Beiträge von Eisenacher82

    Ich kenne mich damit nicht so aus. Ich habe den Job nur deshalb angenommen, weil ich großer Eisenbahn-Fan bin und auf diese Art und Weise kostenlos den Fernverkehr nutzen kann. Nebenbei verdiene ich noch etwas Geld. Leider reicht es nicht zum Leben (wenn man die Mietkosten inkludiert). Daher bin ich noch auf Bürgergeld angewiesen. Da ich chronisch krank bin, ist es auch schwer wieder in einen "normalen" Job zu kommen.

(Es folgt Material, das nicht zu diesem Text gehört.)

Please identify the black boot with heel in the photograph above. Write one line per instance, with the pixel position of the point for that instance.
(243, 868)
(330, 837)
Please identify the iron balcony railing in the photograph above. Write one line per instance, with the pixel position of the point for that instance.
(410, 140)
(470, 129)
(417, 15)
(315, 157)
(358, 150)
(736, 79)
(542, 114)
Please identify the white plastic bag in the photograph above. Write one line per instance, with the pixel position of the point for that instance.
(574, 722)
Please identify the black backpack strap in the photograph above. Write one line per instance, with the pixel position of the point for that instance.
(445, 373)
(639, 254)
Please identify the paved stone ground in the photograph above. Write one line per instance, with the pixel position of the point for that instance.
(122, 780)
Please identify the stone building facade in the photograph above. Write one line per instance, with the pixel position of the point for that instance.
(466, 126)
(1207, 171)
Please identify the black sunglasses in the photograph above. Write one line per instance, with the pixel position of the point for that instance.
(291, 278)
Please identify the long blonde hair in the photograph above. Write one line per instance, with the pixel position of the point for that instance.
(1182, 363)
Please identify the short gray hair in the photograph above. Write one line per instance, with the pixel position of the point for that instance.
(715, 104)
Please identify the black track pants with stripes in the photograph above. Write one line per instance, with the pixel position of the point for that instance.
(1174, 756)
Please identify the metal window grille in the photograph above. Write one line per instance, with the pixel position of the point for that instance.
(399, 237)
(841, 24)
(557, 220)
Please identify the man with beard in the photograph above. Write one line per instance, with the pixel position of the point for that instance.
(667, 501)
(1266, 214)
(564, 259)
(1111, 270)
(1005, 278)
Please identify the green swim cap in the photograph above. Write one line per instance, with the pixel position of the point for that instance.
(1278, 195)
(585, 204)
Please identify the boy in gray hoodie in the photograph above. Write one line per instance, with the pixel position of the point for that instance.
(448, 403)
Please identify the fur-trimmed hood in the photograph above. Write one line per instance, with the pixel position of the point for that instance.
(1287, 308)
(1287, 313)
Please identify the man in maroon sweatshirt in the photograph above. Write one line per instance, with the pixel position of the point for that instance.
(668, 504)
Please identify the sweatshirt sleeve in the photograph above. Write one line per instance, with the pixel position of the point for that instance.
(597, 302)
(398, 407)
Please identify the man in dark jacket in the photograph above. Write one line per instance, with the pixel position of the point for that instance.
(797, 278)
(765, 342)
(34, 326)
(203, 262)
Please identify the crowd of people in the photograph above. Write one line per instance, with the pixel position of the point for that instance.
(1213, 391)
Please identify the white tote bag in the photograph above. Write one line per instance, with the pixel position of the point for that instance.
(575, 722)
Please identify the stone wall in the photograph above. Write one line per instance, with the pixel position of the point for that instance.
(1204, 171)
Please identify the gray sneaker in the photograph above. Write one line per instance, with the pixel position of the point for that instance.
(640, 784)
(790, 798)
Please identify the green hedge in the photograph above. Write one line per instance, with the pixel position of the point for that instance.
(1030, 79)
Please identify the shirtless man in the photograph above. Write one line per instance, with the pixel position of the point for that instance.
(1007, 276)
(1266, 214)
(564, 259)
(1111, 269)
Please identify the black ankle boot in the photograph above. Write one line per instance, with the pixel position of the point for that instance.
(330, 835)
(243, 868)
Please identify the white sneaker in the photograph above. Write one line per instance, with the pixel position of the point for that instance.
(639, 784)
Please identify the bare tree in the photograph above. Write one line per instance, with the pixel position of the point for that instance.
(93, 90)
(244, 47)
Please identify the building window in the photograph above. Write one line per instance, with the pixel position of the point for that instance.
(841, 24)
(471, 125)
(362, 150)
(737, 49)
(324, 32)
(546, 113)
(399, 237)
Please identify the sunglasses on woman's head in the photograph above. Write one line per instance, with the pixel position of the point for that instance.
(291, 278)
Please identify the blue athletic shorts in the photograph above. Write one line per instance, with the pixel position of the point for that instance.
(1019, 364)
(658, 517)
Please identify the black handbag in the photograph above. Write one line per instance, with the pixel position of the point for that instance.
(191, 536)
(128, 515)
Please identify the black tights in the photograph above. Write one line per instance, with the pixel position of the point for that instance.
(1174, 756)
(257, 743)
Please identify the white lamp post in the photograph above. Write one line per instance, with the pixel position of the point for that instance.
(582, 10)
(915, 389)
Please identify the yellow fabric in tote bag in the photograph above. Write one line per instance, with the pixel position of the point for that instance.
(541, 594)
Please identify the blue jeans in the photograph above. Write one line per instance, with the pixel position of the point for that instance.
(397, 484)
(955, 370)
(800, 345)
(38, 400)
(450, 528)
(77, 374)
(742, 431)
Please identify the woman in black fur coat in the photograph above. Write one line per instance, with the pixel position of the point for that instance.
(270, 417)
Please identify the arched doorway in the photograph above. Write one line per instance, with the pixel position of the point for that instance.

    Dann solltest du dieses "Arbeitsverhältnis" mal prüfen lassen, z. B. von der Deutschen Rentenversicherung.

    Ich hatte parallel dazu ne "richtige" Anstellung bei einem anderen Unternehmen, welches Fahrgastzählung im Nahverkehr gemacht hat. Da wurde ich aber gekündigt. Jetzt ist nur noch die Honorartätigkeit für Ipsos / DB Fernverkehr übrig. Die bieten grundsätzlich nur Fahrten gegen Honorar an, was anderes gibt es dort gar nicht.

    Eine Honorartätigkeit ist eine selbständige Tätigkeit und daher natürlich auch eine Erwerbstätigkeit, die mit der Gewährung des Freibetrags für Erwerbstätigkeit verbunden ist.

    Allerdings frage ich mich, ob das nicht eher eine Scheinselbständigkeit ist oder kannst du selbst festlegen, in welchen Zügen du gerade die Befragung machst und wann? Für mich klingt das nicht danach, dass du frei irgendwas entscheiden kannst.

    Jein. Ich kann nur aus einer Liste von der DB vorgegebener Zugnummern und Tage mir Fahrten aussuchen. Frei entscheiden kann ich nicht. Bei der Anmeldung im Dienst wird dann in der App die Wagenklasse und Wagennummer vorgegeben.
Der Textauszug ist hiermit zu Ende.